Para isso, Elgort se revelou uma escolha ideal para Baby. Apesar de simpático, o ator é limitado. Ajuda a construir o personagem que não sabe se comunicar adequadamente e precisa imitar os outros. Por outro lado, o passado de dançarino o fazem ter noção adequada de ritmo para acompanhar as coreografias complexas e deram o condicionamento para os momentos de ação física.

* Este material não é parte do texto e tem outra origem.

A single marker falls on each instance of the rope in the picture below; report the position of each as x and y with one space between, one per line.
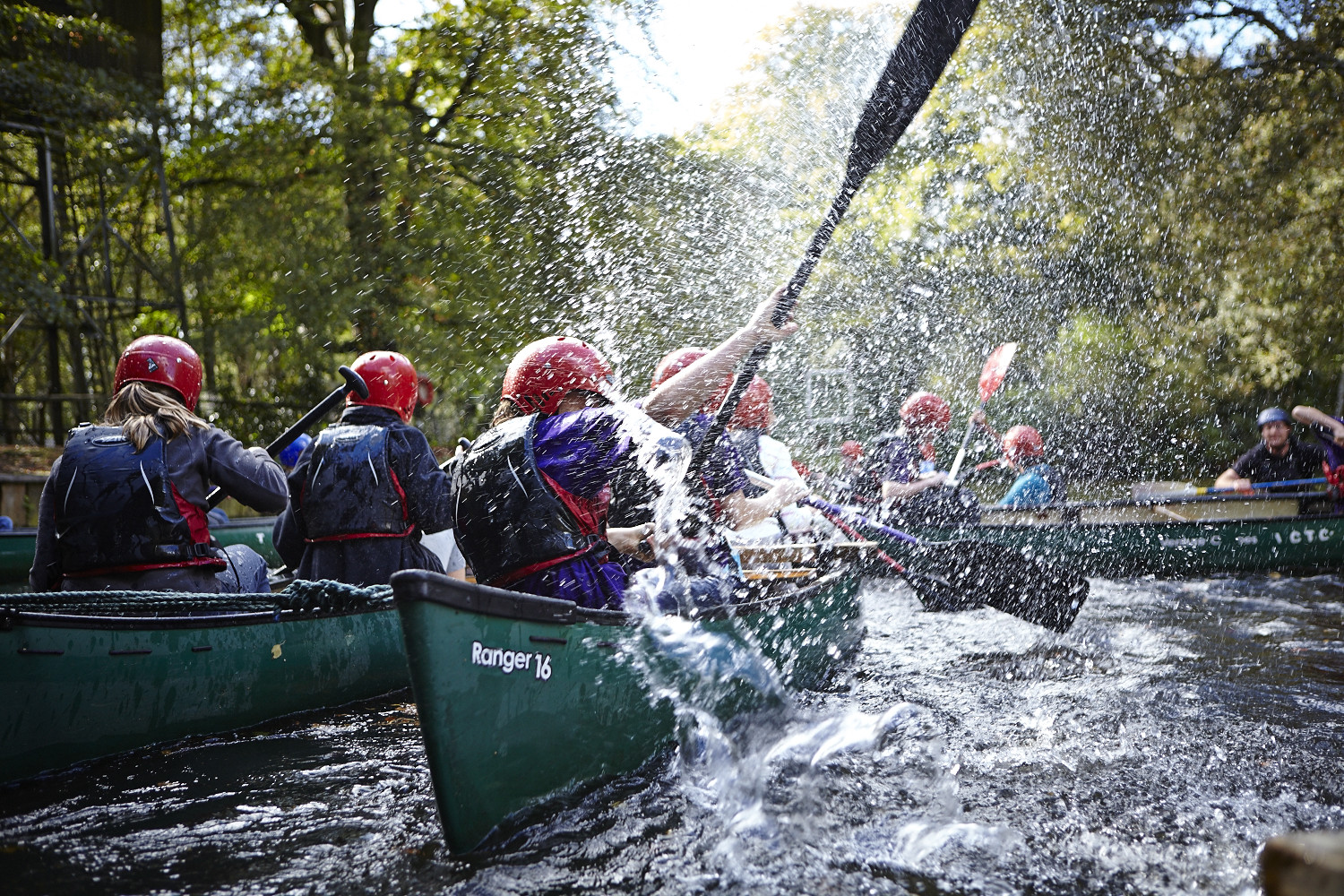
306 597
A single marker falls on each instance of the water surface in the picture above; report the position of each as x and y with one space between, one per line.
1150 750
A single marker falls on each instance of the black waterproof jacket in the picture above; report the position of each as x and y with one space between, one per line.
194 460
366 562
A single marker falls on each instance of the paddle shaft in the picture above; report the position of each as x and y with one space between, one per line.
854 533
1223 489
926 45
825 506
961 452
354 383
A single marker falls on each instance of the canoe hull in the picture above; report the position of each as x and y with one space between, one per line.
527 697
16 547
1198 547
75 688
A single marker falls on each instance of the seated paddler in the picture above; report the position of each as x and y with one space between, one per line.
1330 433
733 503
125 505
532 493
366 490
1279 457
1038 482
766 455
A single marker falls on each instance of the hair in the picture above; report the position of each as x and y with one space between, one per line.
505 411
144 410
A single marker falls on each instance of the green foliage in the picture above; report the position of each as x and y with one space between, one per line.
1147 195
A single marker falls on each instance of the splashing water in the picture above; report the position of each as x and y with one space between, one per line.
1150 750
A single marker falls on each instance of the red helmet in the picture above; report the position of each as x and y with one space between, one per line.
550 368
166 360
677 360
392 382
754 411
926 411
1023 443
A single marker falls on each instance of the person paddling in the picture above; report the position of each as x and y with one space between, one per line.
366 490
532 493
125 504
761 452
1038 482
1279 457
734 501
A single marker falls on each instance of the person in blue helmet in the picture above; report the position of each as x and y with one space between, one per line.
366 490
1279 457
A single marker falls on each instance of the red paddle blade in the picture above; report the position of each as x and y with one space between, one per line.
995 371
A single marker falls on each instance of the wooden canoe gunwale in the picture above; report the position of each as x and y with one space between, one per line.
422 584
172 624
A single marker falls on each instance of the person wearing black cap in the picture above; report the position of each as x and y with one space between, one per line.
1277 458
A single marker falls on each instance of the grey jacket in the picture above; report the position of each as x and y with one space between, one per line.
195 461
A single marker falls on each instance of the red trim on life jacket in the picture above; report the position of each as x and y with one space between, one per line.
198 521
401 493
218 563
1335 476
355 536
518 575
590 513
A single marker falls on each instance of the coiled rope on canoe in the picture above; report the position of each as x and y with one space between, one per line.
306 597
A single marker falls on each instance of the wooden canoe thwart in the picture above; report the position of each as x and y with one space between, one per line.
16 547
524 697
1304 864
90 675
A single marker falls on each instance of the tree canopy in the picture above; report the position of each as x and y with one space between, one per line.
1144 194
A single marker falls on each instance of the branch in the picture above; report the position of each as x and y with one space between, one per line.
314 31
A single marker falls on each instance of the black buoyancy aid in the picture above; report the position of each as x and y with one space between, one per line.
511 519
749 446
1056 481
351 490
117 511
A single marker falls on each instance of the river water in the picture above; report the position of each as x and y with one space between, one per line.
1150 750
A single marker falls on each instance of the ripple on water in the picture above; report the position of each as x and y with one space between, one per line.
1150 750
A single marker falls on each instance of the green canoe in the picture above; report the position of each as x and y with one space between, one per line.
1195 535
521 697
16 547
86 675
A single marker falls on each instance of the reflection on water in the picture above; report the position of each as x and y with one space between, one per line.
1150 750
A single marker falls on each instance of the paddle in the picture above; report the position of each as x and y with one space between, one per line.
983 571
991 378
1225 489
354 383
926 45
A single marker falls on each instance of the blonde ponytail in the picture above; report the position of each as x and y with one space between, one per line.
144 410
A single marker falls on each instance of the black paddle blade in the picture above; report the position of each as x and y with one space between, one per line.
1005 579
926 45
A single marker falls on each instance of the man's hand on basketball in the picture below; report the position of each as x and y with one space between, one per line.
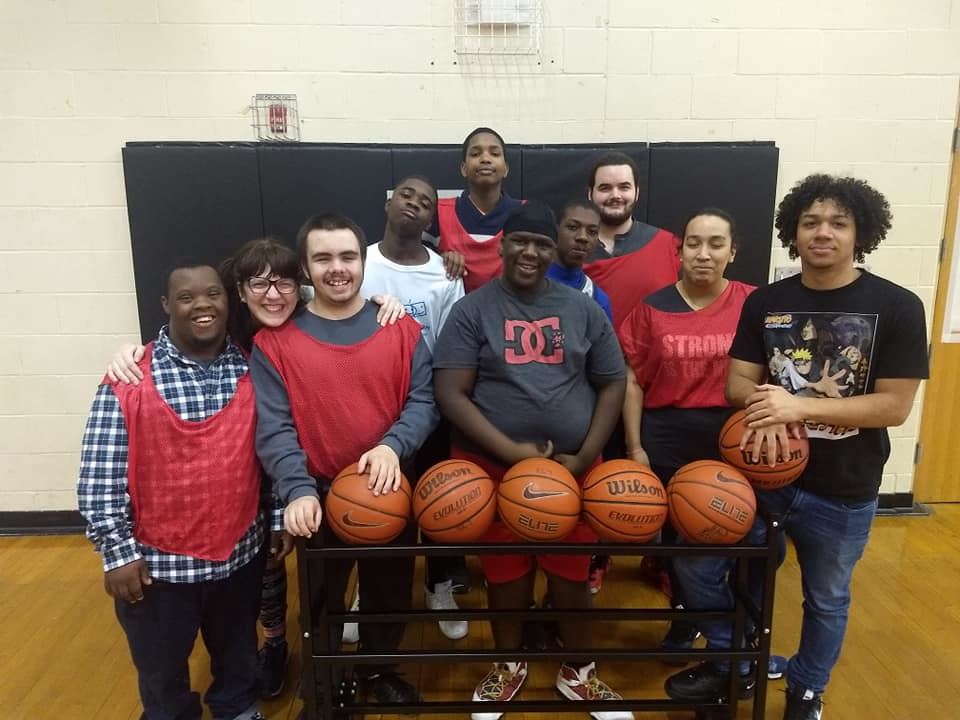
771 405
123 365
126 582
455 264
522 451
384 469
390 310
301 518
281 544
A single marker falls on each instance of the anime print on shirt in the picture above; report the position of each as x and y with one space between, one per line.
820 354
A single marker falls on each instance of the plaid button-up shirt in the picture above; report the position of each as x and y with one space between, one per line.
194 392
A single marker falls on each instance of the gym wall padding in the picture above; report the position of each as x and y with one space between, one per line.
204 200
738 178
186 201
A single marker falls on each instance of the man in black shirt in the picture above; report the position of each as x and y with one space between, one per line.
838 353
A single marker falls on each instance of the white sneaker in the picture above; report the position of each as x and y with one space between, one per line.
442 599
351 631
583 684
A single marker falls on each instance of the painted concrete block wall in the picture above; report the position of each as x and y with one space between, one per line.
861 87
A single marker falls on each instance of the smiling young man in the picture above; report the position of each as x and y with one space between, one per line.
632 259
472 223
400 265
830 312
152 479
335 389
527 367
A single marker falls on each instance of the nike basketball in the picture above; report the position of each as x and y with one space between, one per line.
358 516
539 500
711 503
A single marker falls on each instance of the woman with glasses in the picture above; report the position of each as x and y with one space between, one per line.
266 276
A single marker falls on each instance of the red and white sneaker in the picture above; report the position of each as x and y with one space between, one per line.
500 685
583 684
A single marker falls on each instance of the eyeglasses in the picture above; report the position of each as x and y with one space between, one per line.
261 286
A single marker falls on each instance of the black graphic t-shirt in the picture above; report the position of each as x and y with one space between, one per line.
836 343
536 360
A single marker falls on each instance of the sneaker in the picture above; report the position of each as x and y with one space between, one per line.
599 567
389 687
500 685
706 683
459 575
351 631
806 705
776 667
272 669
442 599
583 684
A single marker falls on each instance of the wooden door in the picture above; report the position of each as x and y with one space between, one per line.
937 477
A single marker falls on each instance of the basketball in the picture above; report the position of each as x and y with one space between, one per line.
359 517
539 500
760 473
454 501
711 503
624 501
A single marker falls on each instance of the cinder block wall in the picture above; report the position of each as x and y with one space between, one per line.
868 88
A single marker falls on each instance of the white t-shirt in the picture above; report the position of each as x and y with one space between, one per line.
424 290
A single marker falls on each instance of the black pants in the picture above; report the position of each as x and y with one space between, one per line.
162 628
386 585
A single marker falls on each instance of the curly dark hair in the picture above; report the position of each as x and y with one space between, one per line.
870 210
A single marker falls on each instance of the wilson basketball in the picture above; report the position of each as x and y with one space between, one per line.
358 516
539 500
761 474
624 501
454 501
711 503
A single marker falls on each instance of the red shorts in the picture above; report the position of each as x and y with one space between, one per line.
507 568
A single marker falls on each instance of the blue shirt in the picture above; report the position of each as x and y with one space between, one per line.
578 280
194 392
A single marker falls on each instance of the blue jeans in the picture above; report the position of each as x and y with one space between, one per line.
830 537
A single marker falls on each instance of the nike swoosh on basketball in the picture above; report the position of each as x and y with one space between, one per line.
530 494
350 522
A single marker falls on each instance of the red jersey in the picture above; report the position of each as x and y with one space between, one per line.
194 486
343 398
680 355
632 276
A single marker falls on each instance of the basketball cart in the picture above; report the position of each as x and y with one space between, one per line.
329 687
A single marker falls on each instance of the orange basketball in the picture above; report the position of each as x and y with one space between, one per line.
454 501
711 503
358 516
760 473
624 501
539 500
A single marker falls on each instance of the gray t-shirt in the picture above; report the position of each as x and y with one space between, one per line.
538 360
278 444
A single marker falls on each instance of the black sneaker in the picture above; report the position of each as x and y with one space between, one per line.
706 683
681 636
803 705
389 687
272 669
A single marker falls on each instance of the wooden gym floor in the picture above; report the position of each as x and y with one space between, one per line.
62 654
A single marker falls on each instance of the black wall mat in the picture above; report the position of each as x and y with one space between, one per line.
298 181
558 173
738 178
197 201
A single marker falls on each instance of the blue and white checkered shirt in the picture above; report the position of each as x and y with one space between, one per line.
194 392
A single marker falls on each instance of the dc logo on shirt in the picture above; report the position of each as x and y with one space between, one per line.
539 341
416 309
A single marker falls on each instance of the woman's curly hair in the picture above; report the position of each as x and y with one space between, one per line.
870 210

Tanto Debora quanto Darling (Elza González, a outra personagem mulher da produção) se encaixam como ferramentas de construção dos homens com quem têm interesse romântico. Os homens, por outro lado são muito bem construídos porque as mulheres servem de degrau para eles. Essa é, de longe, a pior característica de Em Ritmo de Fuga.
As reviravoltas brincam com estereótipos do gênero de ação. Os vilões trocam de função dentro da história, o que faz com que a morte de alguém em certo momento seja surpreendente e leve para um perigo maior minutos mais tarde. Isso é importante para a ação, porque cria tensão e medo pelos personagens. O suspense é uma constante que prende o espectador e emociona. Ajuda toda a ação ser feita em cena com carros reais e, mesmo assim, ainda acompanhar o estilo musical.

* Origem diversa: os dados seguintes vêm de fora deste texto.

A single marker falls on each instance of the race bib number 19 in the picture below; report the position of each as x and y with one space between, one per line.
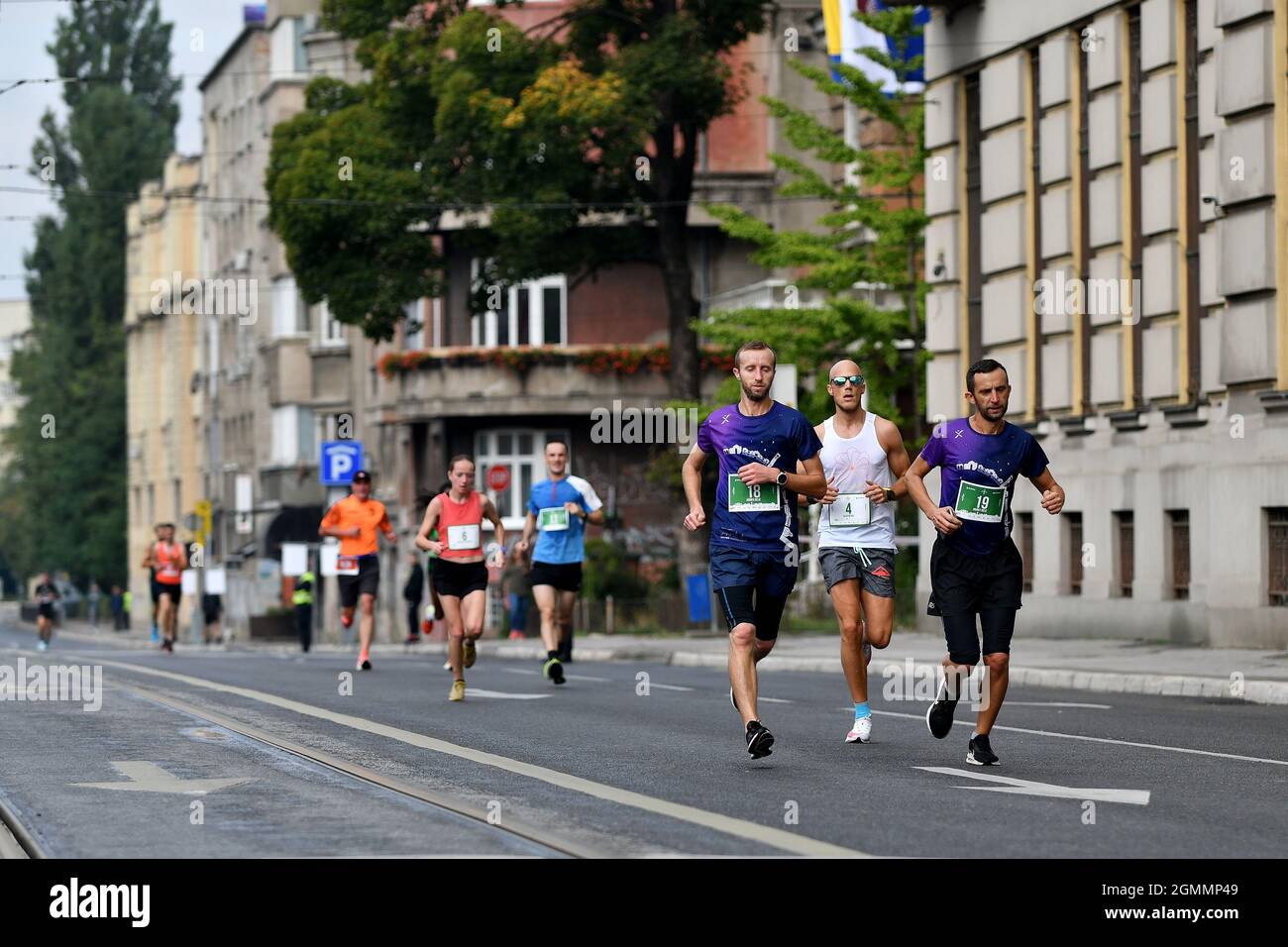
979 502
761 497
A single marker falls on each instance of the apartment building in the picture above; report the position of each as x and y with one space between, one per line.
1107 185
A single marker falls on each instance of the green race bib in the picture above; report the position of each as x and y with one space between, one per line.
761 497
553 518
850 509
980 502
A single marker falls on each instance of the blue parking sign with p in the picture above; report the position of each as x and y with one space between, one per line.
340 459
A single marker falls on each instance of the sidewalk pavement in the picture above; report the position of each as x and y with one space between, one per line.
1098 665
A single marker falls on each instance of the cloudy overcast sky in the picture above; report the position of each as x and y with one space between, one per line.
26 29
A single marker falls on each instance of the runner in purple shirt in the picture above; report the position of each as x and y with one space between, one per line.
754 541
975 567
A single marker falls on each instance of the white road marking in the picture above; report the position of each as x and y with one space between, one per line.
501 694
149 777
1043 789
1107 740
742 828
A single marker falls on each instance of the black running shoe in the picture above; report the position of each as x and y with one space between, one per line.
939 716
759 740
979 753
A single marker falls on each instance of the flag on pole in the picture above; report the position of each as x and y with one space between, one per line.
846 35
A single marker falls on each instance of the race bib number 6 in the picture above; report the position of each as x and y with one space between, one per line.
761 497
465 536
553 518
979 502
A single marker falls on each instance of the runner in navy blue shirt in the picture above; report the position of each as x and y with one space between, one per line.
754 540
975 567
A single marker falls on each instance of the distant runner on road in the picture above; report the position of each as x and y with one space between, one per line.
559 506
864 460
462 571
975 569
356 519
755 552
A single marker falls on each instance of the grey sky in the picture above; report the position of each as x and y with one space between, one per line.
26 29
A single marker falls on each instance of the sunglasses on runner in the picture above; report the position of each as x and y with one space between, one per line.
853 379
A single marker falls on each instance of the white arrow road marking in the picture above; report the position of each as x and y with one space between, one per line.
501 694
1043 789
149 777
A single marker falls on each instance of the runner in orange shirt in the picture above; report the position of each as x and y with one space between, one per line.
356 519
168 560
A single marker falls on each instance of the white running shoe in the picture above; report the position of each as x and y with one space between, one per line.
861 732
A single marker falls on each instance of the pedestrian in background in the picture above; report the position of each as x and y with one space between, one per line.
211 609
303 600
413 592
116 602
93 598
516 585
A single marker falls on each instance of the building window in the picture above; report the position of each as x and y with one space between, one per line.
1276 523
1025 523
413 325
1180 530
1074 521
330 329
290 315
523 450
531 313
294 434
1126 523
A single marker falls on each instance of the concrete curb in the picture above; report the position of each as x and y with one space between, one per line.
1263 692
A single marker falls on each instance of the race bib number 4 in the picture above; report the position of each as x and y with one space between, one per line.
850 509
979 502
553 518
463 536
763 497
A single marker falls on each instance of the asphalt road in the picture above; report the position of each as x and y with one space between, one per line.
626 759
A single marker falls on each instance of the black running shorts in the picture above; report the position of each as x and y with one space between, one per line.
366 582
459 579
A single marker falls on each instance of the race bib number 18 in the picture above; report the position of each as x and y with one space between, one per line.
979 502
761 497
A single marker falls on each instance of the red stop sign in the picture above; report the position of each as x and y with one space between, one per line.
498 476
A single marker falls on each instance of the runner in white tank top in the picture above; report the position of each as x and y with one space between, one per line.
864 462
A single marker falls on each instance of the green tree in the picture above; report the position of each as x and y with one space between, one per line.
871 237
580 134
67 474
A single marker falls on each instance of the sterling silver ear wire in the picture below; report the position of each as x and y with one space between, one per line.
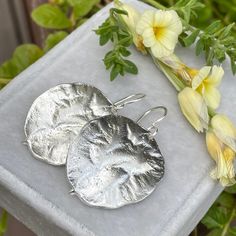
114 161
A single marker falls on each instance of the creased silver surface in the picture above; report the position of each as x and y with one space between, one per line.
113 162
57 116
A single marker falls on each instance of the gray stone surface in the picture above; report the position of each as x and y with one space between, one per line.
37 194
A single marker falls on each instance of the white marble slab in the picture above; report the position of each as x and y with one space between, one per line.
37 194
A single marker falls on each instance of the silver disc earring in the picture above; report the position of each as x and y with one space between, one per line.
58 115
114 161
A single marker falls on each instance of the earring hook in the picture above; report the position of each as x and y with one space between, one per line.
153 129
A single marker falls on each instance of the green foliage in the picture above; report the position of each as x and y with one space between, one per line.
55 15
215 41
112 30
81 7
3 223
50 17
23 56
53 39
221 215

Em especial, é preciso parabenizar Wright pela escolha da dupla Jamie Foxx e Jon Hamm como vilões rivais. Os dois atores são uma potência em cena. Ambos são a fonte de grande parte da tensão que domina o filme a partir da segunda metade da produção.
Só não é possível dizer que Em Ritmo de Fuga é uma obra-prima porque a filmografia de Wright ainda pode se estender por muito tempo e, também, porque ele já realizou coisas como Scott Pilgrim Contra o Mundo. Ainda assim, filmes como os dirigidos por ele são eventos devido à originalidade estética e à coragem de ser diferente ao reinventar clichês.